Mentoring, Discipleship, and Fatherhood


When they had crossed, Elijah said to Elisha, “Tell me, what can I do for you before I am taken from you?”
“Let me inherit a double portion of your spirit,” Elisha replied (2 Kings 2:9, NIV).

What do Joshua, Elisha, Esther, Peter, and Timothy all have in common? Certainly they were all godly people. They are all great examples for us to follow. They were all faithful. Yet there is something else that they all had in common—they all had strong mentors.

  • Joshua had Moses.
  • Elisha had Elijah.
  • Esther had Mordecai.
  • Peter had Jesus.
  • Timothy had Paul.

What is a mentor? Simply put, a mentor is someone that you have invited (and who has accepted your invitation) to have significant influence into some part or parts of your life. When you think about it, mentoring and discipling have a lot of overlap. Both are intentional. Both are relational. Both require willing submission to the authority of the mentor/discipler. Both require trust and honesty to be effective. The mentor and discipler both work for the good and growth of the mentee/disciple. The mentee and disciple both look to the mentor/discipler for the wisdom, grace, and encouragement to help them mature.

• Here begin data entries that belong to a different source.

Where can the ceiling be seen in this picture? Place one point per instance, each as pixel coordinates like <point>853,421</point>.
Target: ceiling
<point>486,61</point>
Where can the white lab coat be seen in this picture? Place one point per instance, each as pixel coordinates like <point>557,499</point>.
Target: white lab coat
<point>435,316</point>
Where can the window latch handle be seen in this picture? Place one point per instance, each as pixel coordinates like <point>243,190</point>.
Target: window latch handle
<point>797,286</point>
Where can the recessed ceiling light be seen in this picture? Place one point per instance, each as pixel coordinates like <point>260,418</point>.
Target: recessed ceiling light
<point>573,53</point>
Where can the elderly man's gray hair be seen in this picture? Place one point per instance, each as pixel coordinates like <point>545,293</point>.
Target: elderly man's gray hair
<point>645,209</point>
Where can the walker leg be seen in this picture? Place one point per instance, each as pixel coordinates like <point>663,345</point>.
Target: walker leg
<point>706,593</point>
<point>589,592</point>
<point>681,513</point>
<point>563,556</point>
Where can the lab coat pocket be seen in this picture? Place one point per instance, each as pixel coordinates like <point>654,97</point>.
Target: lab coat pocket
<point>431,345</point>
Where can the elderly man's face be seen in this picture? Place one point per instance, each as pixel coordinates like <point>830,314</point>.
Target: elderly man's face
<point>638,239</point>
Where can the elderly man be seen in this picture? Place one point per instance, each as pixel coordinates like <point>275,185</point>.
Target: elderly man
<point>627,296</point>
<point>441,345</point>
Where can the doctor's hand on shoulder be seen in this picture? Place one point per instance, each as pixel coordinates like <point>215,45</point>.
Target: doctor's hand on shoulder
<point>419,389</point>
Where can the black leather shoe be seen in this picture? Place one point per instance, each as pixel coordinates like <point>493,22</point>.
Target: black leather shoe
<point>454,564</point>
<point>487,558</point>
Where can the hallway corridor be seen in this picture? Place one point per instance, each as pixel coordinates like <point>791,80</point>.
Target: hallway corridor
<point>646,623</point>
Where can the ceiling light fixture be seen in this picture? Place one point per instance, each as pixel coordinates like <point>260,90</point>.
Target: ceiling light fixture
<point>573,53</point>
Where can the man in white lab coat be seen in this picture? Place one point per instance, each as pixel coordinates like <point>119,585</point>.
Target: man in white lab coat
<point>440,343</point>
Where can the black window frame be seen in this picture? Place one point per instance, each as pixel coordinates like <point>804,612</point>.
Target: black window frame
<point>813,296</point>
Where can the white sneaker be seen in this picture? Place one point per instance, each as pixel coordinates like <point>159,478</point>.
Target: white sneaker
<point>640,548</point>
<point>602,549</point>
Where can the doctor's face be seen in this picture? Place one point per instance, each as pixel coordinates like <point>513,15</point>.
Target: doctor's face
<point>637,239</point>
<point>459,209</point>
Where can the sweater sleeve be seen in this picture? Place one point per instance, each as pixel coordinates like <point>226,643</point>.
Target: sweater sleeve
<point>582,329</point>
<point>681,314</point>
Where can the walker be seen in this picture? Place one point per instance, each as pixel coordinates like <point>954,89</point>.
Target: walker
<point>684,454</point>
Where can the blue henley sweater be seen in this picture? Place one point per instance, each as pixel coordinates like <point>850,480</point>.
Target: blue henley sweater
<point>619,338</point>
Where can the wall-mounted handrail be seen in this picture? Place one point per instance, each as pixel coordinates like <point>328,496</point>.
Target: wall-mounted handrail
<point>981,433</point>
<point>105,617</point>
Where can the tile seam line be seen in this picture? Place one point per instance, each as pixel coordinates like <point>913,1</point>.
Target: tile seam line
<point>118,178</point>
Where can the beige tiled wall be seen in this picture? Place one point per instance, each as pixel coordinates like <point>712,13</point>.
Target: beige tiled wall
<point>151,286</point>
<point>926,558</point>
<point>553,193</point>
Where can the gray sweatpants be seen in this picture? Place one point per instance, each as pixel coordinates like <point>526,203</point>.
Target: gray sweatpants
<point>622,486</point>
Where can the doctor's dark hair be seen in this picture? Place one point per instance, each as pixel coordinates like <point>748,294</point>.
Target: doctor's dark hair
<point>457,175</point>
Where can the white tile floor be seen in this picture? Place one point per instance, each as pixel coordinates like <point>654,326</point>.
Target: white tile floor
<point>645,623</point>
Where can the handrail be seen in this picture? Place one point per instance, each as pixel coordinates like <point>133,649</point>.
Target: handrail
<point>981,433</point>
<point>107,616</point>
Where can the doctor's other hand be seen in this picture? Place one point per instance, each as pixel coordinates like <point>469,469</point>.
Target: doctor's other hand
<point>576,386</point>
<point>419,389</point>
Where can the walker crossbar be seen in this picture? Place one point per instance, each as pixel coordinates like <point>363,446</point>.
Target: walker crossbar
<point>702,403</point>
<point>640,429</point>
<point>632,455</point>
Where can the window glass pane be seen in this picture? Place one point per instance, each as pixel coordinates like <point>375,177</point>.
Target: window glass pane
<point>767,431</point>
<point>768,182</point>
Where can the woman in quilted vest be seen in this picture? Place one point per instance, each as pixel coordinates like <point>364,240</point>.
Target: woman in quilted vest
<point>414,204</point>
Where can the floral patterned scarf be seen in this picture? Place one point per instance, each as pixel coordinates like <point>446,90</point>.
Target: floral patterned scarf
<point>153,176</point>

When Jesus commissioned His disciples to make disciples as they went, wherever they went (Matthew 28:19-20) He was telling them to mentor people so that they could live for God through Him, who would then make disciples as they went, wherever they went; as we see when Paul instructed Timothy, You have heard me teach things that have been confirmed by many reliable witnesses. Now teach these truths to other trustworthy people who will be able to pass them on to others (2 Timothy 2:2, NLTse).

When we are talking about spiritual mentoring and discipling, this relationship looks very parental in nature. In fact, the favorite metaphor for discipleship in the New Testament is parenthood. To be discipled is in effect to have a spiritual father or mother. The Great Commission calls all of us to be spiritual fathers and mothers who raise spiritual children into maturity so that they can be spiritual parents.

I have been fortunate to have always had spiritual parents in my life. My parents have been constant spiritual parents throughout my life. Others have been seasonal. When I was a student at Reformed Theological Seminary in Orlando, Dr. Frank James was a spiritual father to me. When I was at Princeton Theological Seminary, Dr. Hughes Oliphant Old became a spiritual father. After that Charlie Jones, Art Stratton, Steve Poole, and most recently David Midwood have been spiritual fathers.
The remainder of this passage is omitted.